The Wisconsin Public Service Commission (PSC) has rejected a proposal by the Citizens Utility Board (CUB) to impose a new utility rate structure that would have increased steam rates for downtown Milwaukee customers by more than 60 percent over the next five years.
The ruling was a key win for employers in the heart of the southeastern Wisconsin economy according to Tim Sheehy, president of the Metropolitan Milwaukee Association of Commerce (MMAC).
“The massive rate hikes proposed by CUB would have had a serious negative impact on both residential and business customers in downtown Milwaukee,” said Sheehy. “Making the heart of Milwaukee a high-cost island would have had a chilling effect on our regional economic competitiveness.”
CUB had sought a new rate structure that would have shifted a greater portion of the cost for operating We Energies’ Menomonee Valley Power Plant onto the backs of downtown steam customers. The CUB proposal before the commission would have resulted in a net steam rate increase of 60.67 percent for downtown Milwaukee customers by 2017.

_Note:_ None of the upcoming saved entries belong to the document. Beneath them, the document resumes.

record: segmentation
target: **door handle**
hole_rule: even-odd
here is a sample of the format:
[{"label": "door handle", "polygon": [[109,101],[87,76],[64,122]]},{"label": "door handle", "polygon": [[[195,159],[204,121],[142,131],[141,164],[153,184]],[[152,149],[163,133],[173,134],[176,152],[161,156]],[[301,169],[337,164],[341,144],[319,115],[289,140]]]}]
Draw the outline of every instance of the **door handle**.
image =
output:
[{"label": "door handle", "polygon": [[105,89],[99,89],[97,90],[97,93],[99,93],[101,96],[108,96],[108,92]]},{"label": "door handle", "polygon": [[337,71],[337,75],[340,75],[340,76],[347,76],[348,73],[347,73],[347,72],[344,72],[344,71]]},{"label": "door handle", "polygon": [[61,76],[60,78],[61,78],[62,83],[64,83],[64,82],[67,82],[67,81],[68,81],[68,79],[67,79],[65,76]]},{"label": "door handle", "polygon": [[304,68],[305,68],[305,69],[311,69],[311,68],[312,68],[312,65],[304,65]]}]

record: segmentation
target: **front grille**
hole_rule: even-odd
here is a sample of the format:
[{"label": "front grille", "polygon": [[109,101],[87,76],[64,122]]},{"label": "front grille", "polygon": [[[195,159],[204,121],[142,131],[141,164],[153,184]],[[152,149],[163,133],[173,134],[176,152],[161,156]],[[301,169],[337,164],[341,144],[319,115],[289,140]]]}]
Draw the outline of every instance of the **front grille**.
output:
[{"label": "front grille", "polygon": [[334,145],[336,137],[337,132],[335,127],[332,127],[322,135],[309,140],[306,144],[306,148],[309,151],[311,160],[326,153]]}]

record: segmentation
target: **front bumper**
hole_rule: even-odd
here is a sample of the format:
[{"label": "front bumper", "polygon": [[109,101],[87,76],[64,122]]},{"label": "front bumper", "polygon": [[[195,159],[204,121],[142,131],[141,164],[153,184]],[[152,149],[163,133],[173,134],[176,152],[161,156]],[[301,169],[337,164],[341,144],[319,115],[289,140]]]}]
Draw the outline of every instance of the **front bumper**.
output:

The MMAC led a group of downtown steam users including Marquette University, Northwestern Mutual Life Insurance Co. Inc. and Aurora Healthcare in an effort to intervene at the PSC to block this proposed change.
The coalition argued that the CUB proposal would have a significant and disproportionately negative impact on downtown steam users while providing nearly no significant cost reductions for electric customers. The group feared the rate shock would drive businesses out of downtown or off the steam grid, reducing the number of customers sharing the cost of the system and thereby increasing the cost burden of the new rate structure even further.
Sheehy gave the PSC credit for giving the issue careful review and coming to the best decision for the broadest segment of utility customers.